Para PM, morte de publicitário no Alto de Pinheiros foi 'legalmente inadequada'

Uma abordagem equivocada da Polícia Militar causou a morte do publicitário Ricardo Prudente de Aquino, de 39 anos, na noite de anteontem, no Alto de Pinheiros, bairro da zona oeste de São Paulo. Ontem, o comandante interino da PM, Hudson Camilli, evitou admitir erros dos policiais. "Foi uma ação legalmente inadequada, já que não houve injusta agressão por parte da vítima."

BRUNO PAES MANSO, FABIANO NUNES, O Estado de S.Paulo

20 Julho 2012 | 03h02

De acordo com a versão dos PMs, o Fiesta do publicitário passou em alta velocidade pela Praça da Paz, no Sumaré, no momento em que policiais do 23.º Batalhão abordavam outro veículo, às 22h25 de quarta-feira. "Eles desconfiaram do carro e iniciaram uma perseguição", disse o delegado seccional Dejair Rodrigues. Outros carros e motos entraram na ação. Pela versão da PM, 10 minutos depois o carro do publicitário bateu em uma viatura, na Avenida das Corujas.

"Aí houve uma falha na abordagem. Eles acharam que um objeto preto na mão do publicitário fosse uma arma", explicou o delegado. Provavelmente, segundo a versão da PM, o objeto seria um telefone celular. Foram disparados cinco tiros no total, três a curta distância - e dois acertaram o publicitário na cabeça.
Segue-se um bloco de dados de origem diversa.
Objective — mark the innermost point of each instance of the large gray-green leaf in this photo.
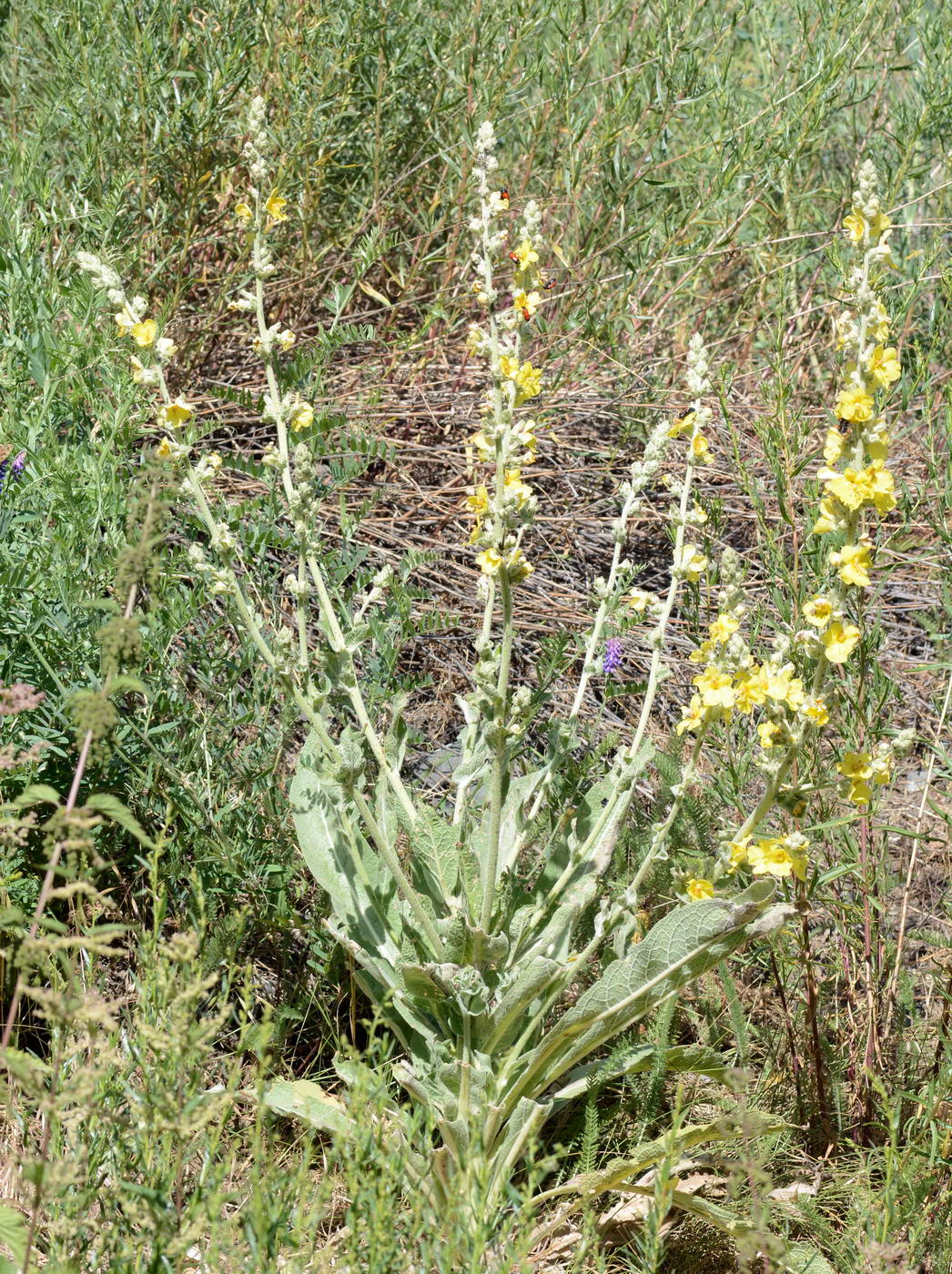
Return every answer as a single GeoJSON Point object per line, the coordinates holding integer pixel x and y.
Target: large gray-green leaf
{"type": "Point", "coordinates": [684, 1059]}
{"type": "Point", "coordinates": [512, 824]}
{"type": "Point", "coordinates": [522, 1125]}
{"type": "Point", "coordinates": [681, 946]}
{"type": "Point", "coordinates": [309, 1102]}
{"type": "Point", "coordinates": [576, 860]}
{"type": "Point", "coordinates": [533, 977]}
{"type": "Point", "coordinates": [674, 1146]}
{"type": "Point", "coordinates": [340, 860]}
{"type": "Point", "coordinates": [436, 847]}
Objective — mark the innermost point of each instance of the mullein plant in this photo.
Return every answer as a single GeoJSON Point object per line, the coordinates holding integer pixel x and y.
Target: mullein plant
{"type": "Point", "coordinates": [786, 693]}
{"type": "Point", "coordinates": [469, 920]}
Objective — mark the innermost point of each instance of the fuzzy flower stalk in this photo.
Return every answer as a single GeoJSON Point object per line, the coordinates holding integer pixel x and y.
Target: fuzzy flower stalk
{"type": "Point", "coordinates": [784, 693]}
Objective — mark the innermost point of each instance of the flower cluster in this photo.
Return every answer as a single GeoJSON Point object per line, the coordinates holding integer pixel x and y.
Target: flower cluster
{"type": "Point", "coordinates": [856, 486]}
{"type": "Point", "coordinates": [12, 469]}
{"type": "Point", "coordinates": [856, 481]}
{"type": "Point", "coordinates": [133, 322]}
{"type": "Point", "coordinates": [503, 506]}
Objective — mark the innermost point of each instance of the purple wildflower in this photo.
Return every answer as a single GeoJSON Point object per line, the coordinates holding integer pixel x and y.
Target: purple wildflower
{"type": "Point", "coordinates": [15, 468]}
{"type": "Point", "coordinates": [613, 655]}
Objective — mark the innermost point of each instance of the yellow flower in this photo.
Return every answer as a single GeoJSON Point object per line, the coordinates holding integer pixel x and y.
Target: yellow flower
{"type": "Point", "coordinates": [751, 690]}
{"type": "Point", "coordinates": [478, 500]}
{"type": "Point", "coordinates": [854, 404]}
{"type": "Point", "coordinates": [125, 321]}
{"type": "Point", "coordinates": [640, 601]}
{"type": "Point", "coordinates": [693, 716]}
{"type": "Point", "coordinates": [860, 793]}
{"type": "Point", "coordinates": [703, 653]}
{"type": "Point", "coordinates": [716, 688]}
{"type": "Point", "coordinates": [881, 486]}
{"type": "Point", "coordinates": [818, 611]}
{"type": "Point", "coordinates": [856, 226]}
{"type": "Point", "coordinates": [699, 888]}
{"type": "Point", "coordinates": [489, 562]}
{"type": "Point", "coordinates": [833, 448]}
{"type": "Point", "coordinates": [777, 857]}
{"type": "Point", "coordinates": [175, 413]}
{"type": "Point", "coordinates": [885, 366]}
{"type": "Point", "coordinates": [682, 424]}
{"type": "Point", "coordinates": [276, 207]}
{"type": "Point", "coordinates": [528, 382]}
{"type": "Point", "coordinates": [738, 851]}
{"type": "Point", "coordinates": [301, 417]}
{"type": "Point", "coordinates": [859, 767]}
{"type": "Point", "coordinates": [854, 563]}
{"type": "Point", "coordinates": [691, 563]}
{"type": "Point", "coordinates": [783, 687]}
{"type": "Point", "coordinates": [527, 302]}
{"type": "Point", "coordinates": [839, 641]}
{"type": "Point", "coordinates": [722, 628]}
{"type": "Point", "coordinates": [815, 710]}
{"type": "Point", "coordinates": [700, 451]}
{"type": "Point", "coordinates": [516, 566]}
{"type": "Point", "coordinates": [882, 768]}
{"type": "Point", "coordinates": [850, 487]}
{"type": "Point", "coordinates": [856, 764]}
{"type": "Point", "coordinates": [144, 333]}
{"type": "Point", "coordinates": [525, 255]}
{"type": "Point", "coordinates": [516, 490]}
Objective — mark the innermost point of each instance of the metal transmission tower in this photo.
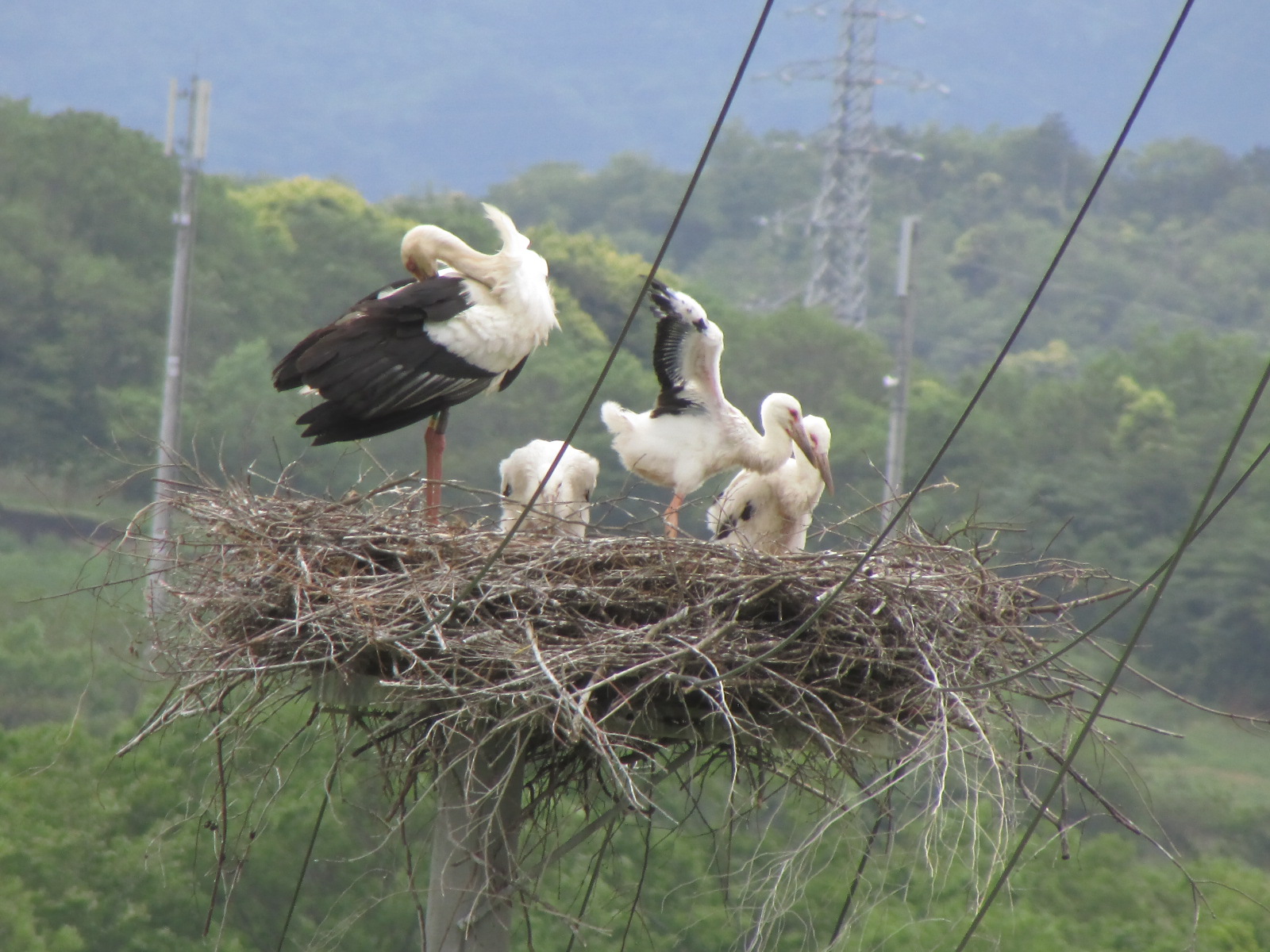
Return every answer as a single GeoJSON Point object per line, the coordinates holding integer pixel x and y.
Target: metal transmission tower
{"type": "Point", "coordinates": [840, 221]}
{"type": "Point", "coordinates": [192, 150]}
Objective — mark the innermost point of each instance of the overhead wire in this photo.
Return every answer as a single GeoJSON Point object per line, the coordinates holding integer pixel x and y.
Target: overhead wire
{"type": "Point", "coordinates": [1122, 662]}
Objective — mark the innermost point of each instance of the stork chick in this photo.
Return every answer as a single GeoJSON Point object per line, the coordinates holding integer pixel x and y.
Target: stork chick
{"type": "Point", "coordinates": [694, 432]}
{"type": "Point", "coordinates": [564, 505]}
{"type": "Point", "coordinates": [772, 512]}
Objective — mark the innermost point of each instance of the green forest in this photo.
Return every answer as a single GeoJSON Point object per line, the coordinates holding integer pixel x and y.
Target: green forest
{"type": "Point", "coordinates": [1094, 443]}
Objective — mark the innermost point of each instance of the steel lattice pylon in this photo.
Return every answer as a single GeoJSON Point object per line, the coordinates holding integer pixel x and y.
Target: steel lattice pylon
{"type": "Point", "coordinates": [840, 221]}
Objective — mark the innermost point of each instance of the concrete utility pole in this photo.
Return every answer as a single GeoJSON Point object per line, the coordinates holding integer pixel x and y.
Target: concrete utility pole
{"type": "Point", "coordinates": [840, 221]}
{"type": "Point", "coordinates": [194, 150]}
{"type": "Point", "coordinates": [899, 384]}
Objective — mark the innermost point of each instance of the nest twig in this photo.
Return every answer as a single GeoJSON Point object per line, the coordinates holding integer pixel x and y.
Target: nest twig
{"type": "Point", "coordinates": [602, 659]}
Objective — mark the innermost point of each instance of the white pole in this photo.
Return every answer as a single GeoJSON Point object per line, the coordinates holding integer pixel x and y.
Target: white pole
{"type": "Point", "coordinates": [178, 314]}
{"type": "Point", "coordinates": [899, 382]}
{"type": "Point", "coordinates": [474, 846]}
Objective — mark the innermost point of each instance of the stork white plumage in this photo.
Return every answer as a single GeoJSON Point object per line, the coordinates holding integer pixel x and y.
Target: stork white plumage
{"type": "Point", "coordinates": [413, 349]}
{"type": "Point", "coordinates": [694, 432]}
{"type": "Point", "coordinates": [772, 512]}
{"type": "Point", "coordinates": [564, 505]}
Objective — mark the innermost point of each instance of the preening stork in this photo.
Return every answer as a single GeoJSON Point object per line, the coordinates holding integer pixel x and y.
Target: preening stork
{"type": "Point", "coordinates": [694, 432]}
{"type": "Point", "coordinates": [772, 512]}
{"type": "Point", "coordinates": [413, 349]}
{"type": "Point", "coordinates": [564, 505]}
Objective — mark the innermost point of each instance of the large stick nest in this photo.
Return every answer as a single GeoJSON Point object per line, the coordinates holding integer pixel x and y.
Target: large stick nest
{"type": "Point", "coordinates": [601, 651]}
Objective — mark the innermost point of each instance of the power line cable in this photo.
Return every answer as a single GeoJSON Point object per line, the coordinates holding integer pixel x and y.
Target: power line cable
{"type": "Point", "coordinates": [1122, 662]}
{"type": "Point", "coordinates": [831, 597]}
{"type": "Point", "coordinates": [630, 319]}
{"type": "Point", "coordinates": [1128, 600]}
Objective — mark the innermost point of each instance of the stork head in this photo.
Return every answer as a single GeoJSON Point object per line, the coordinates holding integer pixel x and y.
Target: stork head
{"type": "Point", "coordinates": [668, 302]}
{"type": "Point", "coordinates": [810, 435]}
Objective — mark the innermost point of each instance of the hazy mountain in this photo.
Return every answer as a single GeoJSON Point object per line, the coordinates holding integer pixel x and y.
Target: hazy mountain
{"type": "Point", "coordinates": [394, 95]}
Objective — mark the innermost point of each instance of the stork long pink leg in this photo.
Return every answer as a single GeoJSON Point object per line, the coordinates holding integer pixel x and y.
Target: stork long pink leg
{"type": "Point", "coordinates": [672, 517]}
{"type": "Point", "coordinates": [435, 447]}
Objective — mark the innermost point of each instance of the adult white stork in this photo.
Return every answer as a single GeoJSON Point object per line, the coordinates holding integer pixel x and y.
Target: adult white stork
{"type": "Point", "coordinates": [564, 505]}
{"type": "Point", "coordinates": [414, 348]}
{"type": "Point", "coordinates": [694, 432]}
{"type": "Point", "coordinates": [772, 512]}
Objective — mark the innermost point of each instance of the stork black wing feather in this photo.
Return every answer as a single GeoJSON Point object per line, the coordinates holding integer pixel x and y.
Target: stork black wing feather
{"type": "Point", "coordinates": [378, 367]}
{"type": "Point", "coordinates": [512, 374]}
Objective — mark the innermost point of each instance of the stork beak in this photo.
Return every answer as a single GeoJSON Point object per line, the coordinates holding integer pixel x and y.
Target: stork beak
{"type": "Point", "coordinates": [817, 457]}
Ele foi levado para o Hospital das Clínicas, onde morreu.

A família do publicitário não acredita na versão da PM. Familiares dizem que o celular estava sem bateria - e, portanto, não seria usado por ele - e o carro da vítima parecia estacionado, não batido. Parentes alegam ainda que itens pessoais de Aquino, como o próprio celular e notebook, desapareceram.

Os PMs Luiz Gustavo Teixeira da Silva, de 27 anos, Adriano Costa da Silva, de 26, e Robson Tadeu do Nascimento Paulino, de 30, foram presos em flagrante por homicídio doloso e levados para o Presídio Militar Romão Gomes, no Tremembé.

Segundo o delegado, o publicitário portava 50 gramas de maconha. "Não sei se esse foi o motivo da fuga, mas há um protocolo de abordagem que deve ser seguido pelos policiais e isso não aconteceu." A família de Aquino nega que ele fizesse uso de maconha.

Investigação. Já o coronel Camilli ponderou que, caso seja provado que as circunstâncias os levaram a agir de forma violenta, os policiais poderão voltar a trabalhar normalmente. "A vítima fugiu da abordagem. De acordo com os policiais, o gesto dele com o celular os levou a reagir, uma defesa putativa porque imaginavam que estavam sendo injustamente agredidos. Só a investigação vai conseguir mostrar se os policiais erraram."

Mesmo assim, o coronel disse que lamentava a ocorrência e informou que a PM estava prestando apoio aos familiares da vítima. No fim, depois de insistentes perguntas, pediu "desculpas aos familiares".